After days of mild and fair conditions, it will be looking and feeling a lot more like winter in parts of southern Manitoba this weekend.
A storm system that's developing over the Dakotas will intensify as it moves into Manitoba on Saturday, giving the region a winter-like start to May.
“The province will see mostly rain and scattered thunderstorms throughout the day on Friday,” says Brian Dillon, a meteorologist at The Weather Network. “And as the cold front slides through during the overnight hours, it will transition from rain to snow.”
Environment Canada says the heaviest snowfall amounts are expected over the southwest and Interlake regions with up to 20 cm possible by the time the storm is through. In addition to the heavy snow, strong northerly winds gusting to 70 km/h could also make for dangerous travel conditions over the next couple of days.
“Snowfall in Manitoba is not completely unheard of this late in spring. However, significant accumulations like this are a bit rare,” notes Dillon.
The province has been dealing with a significant spring flood and this onset of wintery weather could complicate matters.
The Weather Network's Natalie Thomas was in Brandon this week and says water levels there have already risen dramatically.

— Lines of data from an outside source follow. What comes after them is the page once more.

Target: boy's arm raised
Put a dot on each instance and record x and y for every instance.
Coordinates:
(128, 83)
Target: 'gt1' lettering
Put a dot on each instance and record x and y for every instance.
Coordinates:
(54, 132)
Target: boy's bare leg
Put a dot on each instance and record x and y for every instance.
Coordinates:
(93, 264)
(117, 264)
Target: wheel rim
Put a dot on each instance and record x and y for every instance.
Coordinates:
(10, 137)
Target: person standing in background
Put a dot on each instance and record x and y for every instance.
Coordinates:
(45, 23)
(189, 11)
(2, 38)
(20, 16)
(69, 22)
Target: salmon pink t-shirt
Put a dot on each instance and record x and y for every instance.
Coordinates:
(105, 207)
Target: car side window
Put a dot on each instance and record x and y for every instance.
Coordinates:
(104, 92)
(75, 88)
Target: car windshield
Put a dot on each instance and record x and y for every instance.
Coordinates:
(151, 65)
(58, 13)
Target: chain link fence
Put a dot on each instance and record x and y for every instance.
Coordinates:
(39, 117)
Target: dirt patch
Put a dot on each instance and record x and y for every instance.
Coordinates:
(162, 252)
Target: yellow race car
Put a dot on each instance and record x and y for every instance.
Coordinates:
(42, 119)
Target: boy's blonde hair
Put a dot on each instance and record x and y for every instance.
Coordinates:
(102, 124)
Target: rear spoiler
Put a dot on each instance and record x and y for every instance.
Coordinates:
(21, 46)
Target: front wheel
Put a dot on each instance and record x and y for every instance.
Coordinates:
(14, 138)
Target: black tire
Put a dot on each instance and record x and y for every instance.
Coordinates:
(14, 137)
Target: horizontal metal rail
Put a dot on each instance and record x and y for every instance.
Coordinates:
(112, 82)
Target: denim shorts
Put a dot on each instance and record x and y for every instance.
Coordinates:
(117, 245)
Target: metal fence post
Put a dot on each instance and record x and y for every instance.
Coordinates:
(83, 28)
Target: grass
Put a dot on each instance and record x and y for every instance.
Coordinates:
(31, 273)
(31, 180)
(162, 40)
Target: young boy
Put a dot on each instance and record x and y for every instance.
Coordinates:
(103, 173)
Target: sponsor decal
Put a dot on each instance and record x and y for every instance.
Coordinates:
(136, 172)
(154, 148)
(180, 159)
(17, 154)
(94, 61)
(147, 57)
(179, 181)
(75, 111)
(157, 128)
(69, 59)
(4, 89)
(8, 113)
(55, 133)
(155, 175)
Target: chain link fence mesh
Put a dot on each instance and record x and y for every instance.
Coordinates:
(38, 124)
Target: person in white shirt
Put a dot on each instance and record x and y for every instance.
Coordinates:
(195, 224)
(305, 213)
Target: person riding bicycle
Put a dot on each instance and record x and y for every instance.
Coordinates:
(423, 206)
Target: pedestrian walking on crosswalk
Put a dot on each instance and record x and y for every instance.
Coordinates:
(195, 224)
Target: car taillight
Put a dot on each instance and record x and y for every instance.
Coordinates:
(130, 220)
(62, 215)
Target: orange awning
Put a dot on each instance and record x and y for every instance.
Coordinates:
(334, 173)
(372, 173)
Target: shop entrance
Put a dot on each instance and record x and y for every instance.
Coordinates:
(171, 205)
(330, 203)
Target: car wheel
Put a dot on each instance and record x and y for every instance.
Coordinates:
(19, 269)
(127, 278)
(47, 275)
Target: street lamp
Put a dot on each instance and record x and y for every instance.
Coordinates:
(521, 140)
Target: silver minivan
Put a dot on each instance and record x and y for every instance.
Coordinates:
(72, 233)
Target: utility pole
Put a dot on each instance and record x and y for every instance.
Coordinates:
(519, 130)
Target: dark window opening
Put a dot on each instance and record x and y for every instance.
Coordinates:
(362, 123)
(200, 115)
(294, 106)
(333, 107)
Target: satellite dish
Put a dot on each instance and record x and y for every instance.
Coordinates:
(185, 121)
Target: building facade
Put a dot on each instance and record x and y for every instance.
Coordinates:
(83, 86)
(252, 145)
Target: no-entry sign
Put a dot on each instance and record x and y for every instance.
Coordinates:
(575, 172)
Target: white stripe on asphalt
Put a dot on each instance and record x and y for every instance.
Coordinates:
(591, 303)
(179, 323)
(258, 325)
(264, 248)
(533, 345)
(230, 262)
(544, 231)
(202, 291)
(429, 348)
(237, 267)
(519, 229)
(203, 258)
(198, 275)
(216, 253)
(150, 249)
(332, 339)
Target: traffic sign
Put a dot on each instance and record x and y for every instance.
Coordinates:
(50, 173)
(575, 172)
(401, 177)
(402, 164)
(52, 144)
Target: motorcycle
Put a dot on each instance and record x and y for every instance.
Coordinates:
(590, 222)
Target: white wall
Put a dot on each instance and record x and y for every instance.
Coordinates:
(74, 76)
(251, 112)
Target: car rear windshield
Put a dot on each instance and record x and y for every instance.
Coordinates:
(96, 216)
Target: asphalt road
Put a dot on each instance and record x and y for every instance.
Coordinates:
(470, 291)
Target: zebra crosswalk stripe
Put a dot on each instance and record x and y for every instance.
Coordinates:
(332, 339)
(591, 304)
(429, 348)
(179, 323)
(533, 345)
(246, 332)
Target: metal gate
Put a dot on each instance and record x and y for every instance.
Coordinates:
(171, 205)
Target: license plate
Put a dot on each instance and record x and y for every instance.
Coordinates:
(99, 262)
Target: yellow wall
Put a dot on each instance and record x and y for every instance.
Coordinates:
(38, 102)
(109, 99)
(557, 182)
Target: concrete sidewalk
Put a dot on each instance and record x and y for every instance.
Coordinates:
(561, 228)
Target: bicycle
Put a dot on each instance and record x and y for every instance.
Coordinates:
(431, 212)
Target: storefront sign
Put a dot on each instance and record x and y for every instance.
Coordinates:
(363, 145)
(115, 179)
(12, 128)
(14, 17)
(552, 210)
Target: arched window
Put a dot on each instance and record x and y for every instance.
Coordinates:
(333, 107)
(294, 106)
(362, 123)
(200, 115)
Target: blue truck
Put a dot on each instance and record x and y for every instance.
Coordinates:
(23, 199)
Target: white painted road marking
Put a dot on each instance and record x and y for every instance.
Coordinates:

She spoke to Brandon Mayor Shari Decter Hirst to find out what resources are available to prevent any further damage.
“The first thing we did was build a permanent dike and one of the reasons Brandon has been able to weather the floods so well so far is because we are protected by that dike,” explains Decter Hirst.
“We have built dramatic sandbag dikes to keep 18 Street and 1st Street open, we had our police services go around to everyone who lives on the flood plain to make sure they understand about an emergency evacuation procedure, so if we do have to evacuate we can get folks out safely and quickly.”